FDR ordered American military forces to ‘shoot on sight’ months before Pearl Harbor, just as Charles Lindbergh, the original America Firster, was about to address an anti-war rally.
In 1941: Fighting the Shadow War: A Divided America in a World at War, historian Marc Wortman depicts how President Franklin Roosevelt led America into war long before Pearl Harbor while the nation remained deeply divided over its role in World War II. By September 1941, American “Neutrality Patrol” ships were sailing deep within Hitler’s declared Atlantic Ocean combat zone. Violent confrontation between the U.S. and Germany was inevitable. The first shots of the “undeclared war” were fired on September 4, 1941.
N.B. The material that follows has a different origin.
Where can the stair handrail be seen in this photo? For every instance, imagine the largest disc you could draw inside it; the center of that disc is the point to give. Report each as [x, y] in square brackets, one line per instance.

That day, deep in the North Atlantic, a naval destroyer, the USS Greer, steaming to Iceland, which American forces had occupied in early July, shadowed a German submarine. The Greer’s skipper trailed the U-boat to alert British forces. After a British patrol plane attacked the U-boat, the German commander, believing he was under attack by the destroyer, fired torpedoes in response. The Greer returned fire before breaking off the attack.
FDR knew that this “unprovoked” attack involved threatening American action. But those German torpedoes gave him the “first shot” he believed he needed to commence open hostilities. It was time to inform the American people that “undeclared” war had begun.
He waited to announce the military’s “shoot on sight” order until the evening of September 11. Perhaps deliberately, the president’s radio address to the American people and the world came in the midst of an America First rally in opposition to U.S. intervention in the war, in Des Moines. Eight thousand people were on hand to hear the anti-war forces’ most powerful spokesperson, aviation hero Charles Lindbergh. Lindbergh’s personal diaries show that, after months of hesitation and preparation, he intended to tell the American people that “other people,” Jews, British supporters, and the White House, he claimed, formed a conspiracy to push the unwilling country into war.